Mas o futebol feminino tem de voltar: está na lei. A formação da equipe de mulheres é uma das obrigações que devedores do Ministério do Esporte têm que cumprir. Tudo em obediência à Lei Nº 13.155/2015, que institui parcelamentos especiais para recuperação de dívidas pela União e estabelece princípios e práticas de responsabilidade fiscal e financeira, além de gestão transparente e democrática para entidades desportivas profissionais de futebol, entre outras ações.  Práticas e diretrizes também conhecidas como Programa de Modernização da Gestão e de Responsabilidade Fiscal do Futebol Brasileiro (Profut). A lei de agosto de 2015 estabelece o seguinte: para que as entidades desportivas profissionais de futebol mantenham-se no Profut é exigido a manutenção de “investimento mínimo na formação de atletas e no futebol feminino e oferta de ingressos a preços populares”.

FORMAÇÃO


Na ausência de divisões de base, as arenas da Região Metropolitana de Belém são o palco onde se formam as futuras jogadoras profissionais. (FOTO: Kleyton Silva)

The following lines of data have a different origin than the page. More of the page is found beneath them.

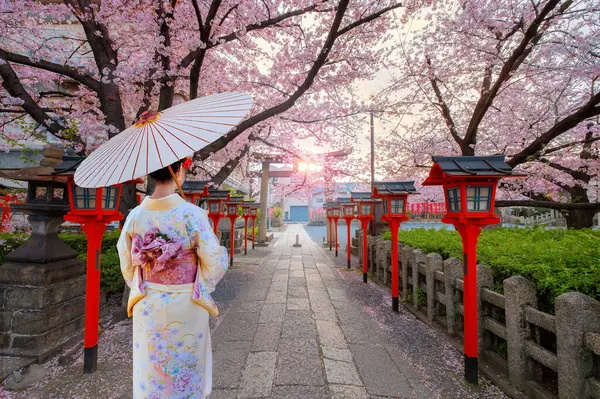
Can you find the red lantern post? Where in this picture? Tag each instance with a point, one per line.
(216, 200)
(395, 197)
(335, 216)
(366, 207)
(329, 215)
(253, 216)
(93, 209)
(232, 215)
(246, 208)
(348, 215)
(6, 213)
(470, 190)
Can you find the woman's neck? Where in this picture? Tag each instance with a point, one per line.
(163, 190)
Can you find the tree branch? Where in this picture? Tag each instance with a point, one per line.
(188, 59)
(588, 110)
(65, 70)
(549, 204)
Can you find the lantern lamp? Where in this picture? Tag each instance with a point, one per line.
(253, 215)
(216, 206)
(335, 213)
(232, 206)
(366, 207)
(394, 196)
(347, 208)
(93, 209)
(469, 185)
(246, 214)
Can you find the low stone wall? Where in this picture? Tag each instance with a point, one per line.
(542, 355)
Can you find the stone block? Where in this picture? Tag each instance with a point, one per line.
(38, 275)
(33, 322)
(21, 297)
(576, 315)
(519, 292)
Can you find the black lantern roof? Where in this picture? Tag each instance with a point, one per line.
(219, 194)
(190, 186)
(236, 199)
(474, 166)
(448, 169)
(362, 196)
(398, 187)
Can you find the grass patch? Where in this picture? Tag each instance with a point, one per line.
(555, 260)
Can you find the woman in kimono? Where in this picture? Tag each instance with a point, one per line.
(171, 260)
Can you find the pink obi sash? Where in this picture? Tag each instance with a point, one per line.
(178, 270)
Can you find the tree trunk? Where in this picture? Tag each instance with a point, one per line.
(579, 219)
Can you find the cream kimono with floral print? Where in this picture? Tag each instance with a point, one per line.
(171, 304)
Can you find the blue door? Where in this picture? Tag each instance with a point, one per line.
(298, 213)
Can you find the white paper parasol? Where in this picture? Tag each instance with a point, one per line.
(159, 139)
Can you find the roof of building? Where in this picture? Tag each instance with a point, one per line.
(398, 187)
(445, 168)
(191, 186)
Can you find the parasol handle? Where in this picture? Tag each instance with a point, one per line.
(176, 182)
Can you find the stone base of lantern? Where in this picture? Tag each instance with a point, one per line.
(42, 307)
(42, 293)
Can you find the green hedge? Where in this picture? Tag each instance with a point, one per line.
(111, 279)
(556, 260)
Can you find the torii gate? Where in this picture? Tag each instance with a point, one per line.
(267, 160)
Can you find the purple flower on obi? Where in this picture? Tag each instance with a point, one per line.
(154, 248)
(185, 381)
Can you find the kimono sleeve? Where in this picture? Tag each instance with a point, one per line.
(211, 256)
(124, 247)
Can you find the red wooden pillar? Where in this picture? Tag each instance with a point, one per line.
(253, 219)
(394, 226)
(365, 227)
(245, 235)
(231, 241)
(94, 231)
(335, 220)
(348, 223)
(470, 234)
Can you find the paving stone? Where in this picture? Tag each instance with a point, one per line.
(219, 344)
(298, 304)
(337, 294)
(223, 394)
(297, 273)
(272, 313)
(296, 282)
(240, 328)
(298, 324)
(298, 363)
(297, 292)
(247, 306)
(276, 297)
(299, 392)
(330, 334)
(227, 368)
(379, 372)
(267, 337)
(341, 373)
(255, 294)
(347, 392)
(342, 355)
(257, 377)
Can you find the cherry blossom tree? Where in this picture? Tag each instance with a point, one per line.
(84, 70)
(514, 77)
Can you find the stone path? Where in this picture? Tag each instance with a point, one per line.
(296, 333)
(295, 323)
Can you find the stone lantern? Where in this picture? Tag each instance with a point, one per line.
(42, 282)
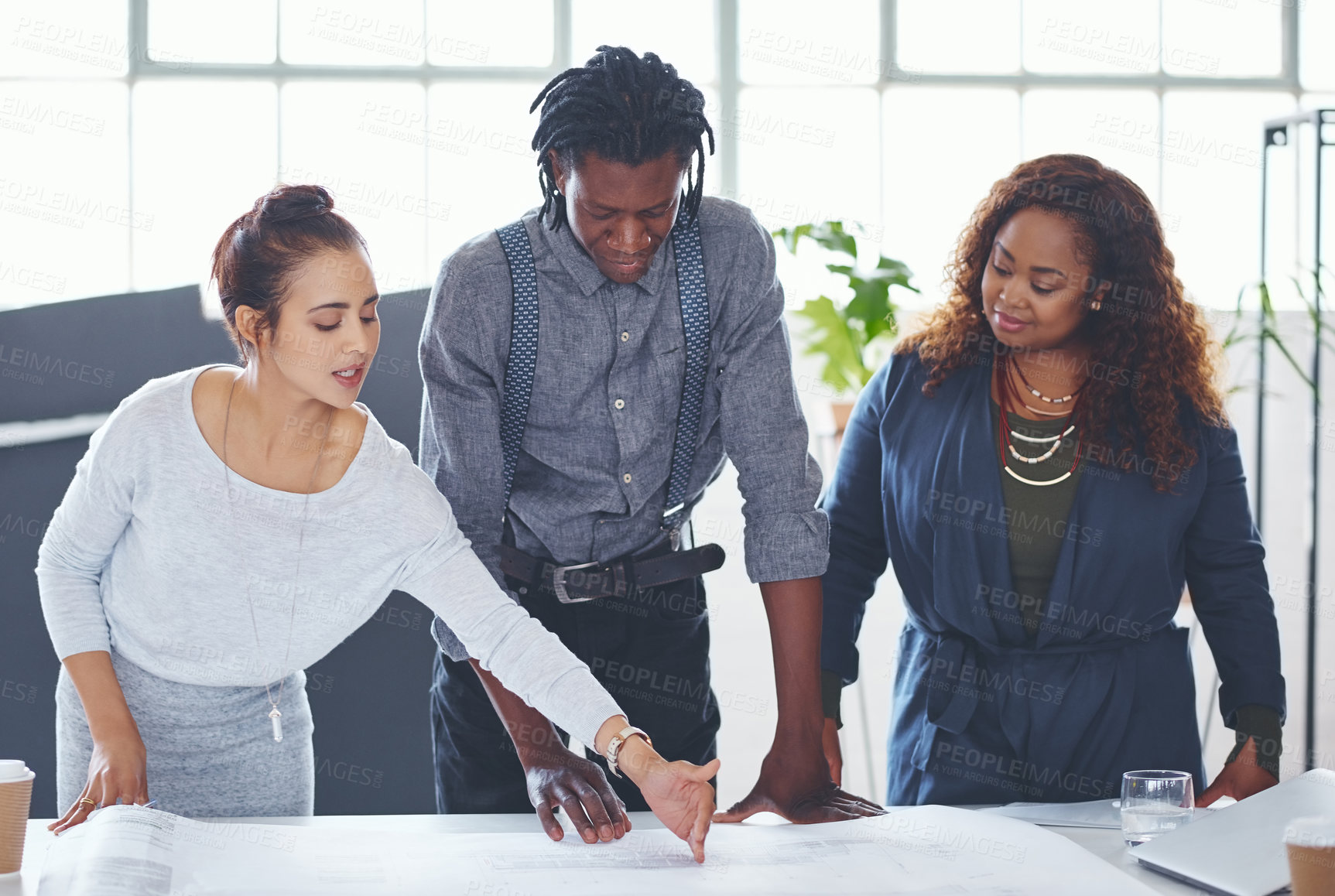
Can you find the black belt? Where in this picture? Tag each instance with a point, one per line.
(614, 579)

Se faltam recursos para o futebol profissional, a formação das atletas é ainda mais precária. Mas, se faltam escolinhas femininas, sobram campos e arenas onde o futebol também encontra o seu caráter de lazer. E, embora o primeiro time feminino brasileiro de futebol tenha sido “O bloco das Palmeiras”, formado em 1924, na capital paraense, ainda, hoje, pouco se ouve falar dessa categoria desportiva. Mas, assim como no futebol amador feminino dos grandes clubes, desistir do esporte não está na perspectiva das meninas que ocupam as arenas da Região Metropolitana de Belém. Com a falta de incentivo e patrocínio, porém, o sonho de se tornarem profissionais quase não exista mais.

Jogadora há 20 anos, Maria Costa atualmente disputa o Campeonato de Arenas do Distrito Industrial, em Ananindeua, pela equipe "As Apimentadas". Ela conta que o objetivo de sua prática no esporte é brincar e se divertir, e não pensa mais em jogar profissionalmente, como sonhava quando era adolescente. “O time em que eu jogo quase todo mora na mesma rua. Agora a gente se reúne pra brincar, apenas", relata Maria Costa. "Não tem mais aquele sonho de jogar em time grande. Nós, basicamente, crescemos juntas e hoje nossas filhas também jogam com a gente.”

Maria Costa tem 20 anos de futebol nas costas: faz parte da equipe "As apimentadas" e treina nas noites de Ananindeua. (FOTO: Kleyton Silva)

Para Roseane Dias, jogadora há dois anos do time “As panteras”, também do Distrito Industrial, a situação do futebol feminino nas periferias é bem crítico. “Somos completamente invisíveis pra muita gente, mas o nosso futebol existe e precisa de apoio e patrocínio." A jovem destaca, ainda, que em períodos eleitorais surge a figura do vereador ou deputado prometendo patrocínio. Na prática, as promessas não se cumprem. “Não podemos continuar sendo esquecidas e recebendo promessas vazias de patrocínio eleitoreiro. Isso acaba com o nosso sonho de nos tornarmos jogadoras profissionais."

CLUBE DO REMO

No início deste ano, a Esmac e o Clube do Remo dialogaram sobre uma possível parceria e reativação do futebol feminino do Leão. Contudo, de acordo com o vice-presidente do Remo, Fábio Bentes, o clube passa por um processo de reestruturação e ainda não foi possível implementar o projeto. Ele afirma que até o final do ano o time estará instituído. "Hoje o clube passa por um processo de reestruturação e não dá pra abrir muitas frentes em vários esportes, em várias modalidades. Mas pretendemos apoiar, sim, e retomar o time até o fim do ano, em cumprimento à exigência do Profut", esclarece.